Monitoring, Reporting and Verification (MRV) systems make it possible to achieve the Transparency and accountability of climate policy and NDC implementation. This through:

  • Compiling information to measure the impact of actions and follow-up.
  • Reporting the information collected in a transparent and standardised way.
  • Ensuring consistency and reliability of information through an independent process.

However, transport is a sector with a diversity of factors, such as its different emission sources, which makes it difficult to monitor emissions reduction measures. For this reason, in the series of workshops that made up the training, case studies and experiences of countries that have made progress on the generation of MRV systems focused on transport emissions were presented.

“It’s not just about theoretical information but about developing participatory schemes in which people have the opportunity to ask questions, to verify, to get a solid knowledge base for the development of their skills in environmental issues,” explained Helliot Levano, technical advisor to GIZ.

Structure of the training

Casual chain exercise for urban cycling

The first module “Transport and Climate Action” presented MRV systems in the context of climate policy and transport. Subsequently, climate mitigation initiatives in transport were presented. Likewise, the methodology of causal chains for mitigation projects in transport was presented, with exercises applied to electric mobility, promotion of bicycles, scrapping of freight vehicles, among others.

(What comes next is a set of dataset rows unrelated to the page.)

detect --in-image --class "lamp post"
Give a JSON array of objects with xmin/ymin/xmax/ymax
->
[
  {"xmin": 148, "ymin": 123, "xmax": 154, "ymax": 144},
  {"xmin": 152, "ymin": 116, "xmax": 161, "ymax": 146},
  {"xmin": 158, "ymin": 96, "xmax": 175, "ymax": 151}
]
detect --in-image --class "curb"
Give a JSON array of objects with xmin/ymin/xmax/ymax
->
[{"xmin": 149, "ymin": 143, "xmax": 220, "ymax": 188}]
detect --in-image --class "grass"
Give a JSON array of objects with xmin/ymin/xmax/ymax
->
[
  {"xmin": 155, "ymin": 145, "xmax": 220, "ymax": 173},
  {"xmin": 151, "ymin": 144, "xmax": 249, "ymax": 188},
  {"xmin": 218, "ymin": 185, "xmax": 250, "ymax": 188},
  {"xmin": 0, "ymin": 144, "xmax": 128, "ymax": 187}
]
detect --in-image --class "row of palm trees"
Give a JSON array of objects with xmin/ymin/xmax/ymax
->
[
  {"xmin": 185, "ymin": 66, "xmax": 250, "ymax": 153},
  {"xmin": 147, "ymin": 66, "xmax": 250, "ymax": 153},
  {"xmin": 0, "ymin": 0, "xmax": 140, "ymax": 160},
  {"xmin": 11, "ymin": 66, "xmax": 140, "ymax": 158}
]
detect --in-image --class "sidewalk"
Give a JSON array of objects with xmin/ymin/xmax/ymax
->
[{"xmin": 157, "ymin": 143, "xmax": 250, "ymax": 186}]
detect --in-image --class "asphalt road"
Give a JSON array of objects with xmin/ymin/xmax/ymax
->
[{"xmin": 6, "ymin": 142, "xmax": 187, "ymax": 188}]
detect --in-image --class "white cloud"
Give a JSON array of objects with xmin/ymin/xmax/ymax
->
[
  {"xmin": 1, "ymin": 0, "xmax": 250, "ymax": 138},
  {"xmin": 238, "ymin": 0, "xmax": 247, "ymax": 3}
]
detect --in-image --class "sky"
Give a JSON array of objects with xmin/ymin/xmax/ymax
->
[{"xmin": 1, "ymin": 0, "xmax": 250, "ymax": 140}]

Module 2 “Quantification Methods and Data Requirements: Monitoring and Reporting” focused on Greenhouse Gas (GHG) baselines and data collection systems, including examples from the MODEM system of the Chilean Ministry of Transport and Telecommunications, as well as experiences from Colombia and Costa Rica.
During this space, emphasis was placed on MRV as a working arrangement in which not only data is analysed, but also cross-referenced with causal chains to find better solutions.

“MRV is a group of people who agree to work towards certain objectives.”

José Pacheco, Hill Consulting

Module 3 “Defining mitigation scenarios and targets: basis for verification” explained the construction of decarbonisation scenarios as a first step to verification. Available tools were also provided for their projection. The last module “Monitoring of measures: Ex-post monitoring and verification” focused on the monitoring of NDC measures in the transport sector.

Lessons learned and next steps

Attendees valued first of all the opportunity to learn about valuable experiences from other countries.

“The exchange was interesting. You realise that all the countries are tackling the problem differently, within the possibilities that each one has to obtain information.”

Valeria Tapia, Transport Planning Secretariat of the Chilean Ministry of Transport and Telecommunications

They also emphasised learning to calculate and understand MRV systems and to appreciate the importance of good data sources.

“They have presented us with very interesting methodologies that could be applicable in some Peruvian cities. From the central government, we are progressively seeking to instruct, train and accompany the entities in charge of transport, to develop an inventory of emissions that is more robust and more transparent in order to know exactly the emissions that we generate in the sector,”

Milagros Morales, Ministry of Transport and Communications Peru

For the next steps, most of the participants considered it relevant to have a regional exchange platform and to generate a repository of study documents.

Having spaces and communities of practice is presented as an opportunity in the face of the challenges of advancing long-term climate commitments, such as the goal of carbon neutrality by 2050. In this way, the next challenges are to innovate and create mechanisms to continue sharing experiences so that no country in Latin America is left behind.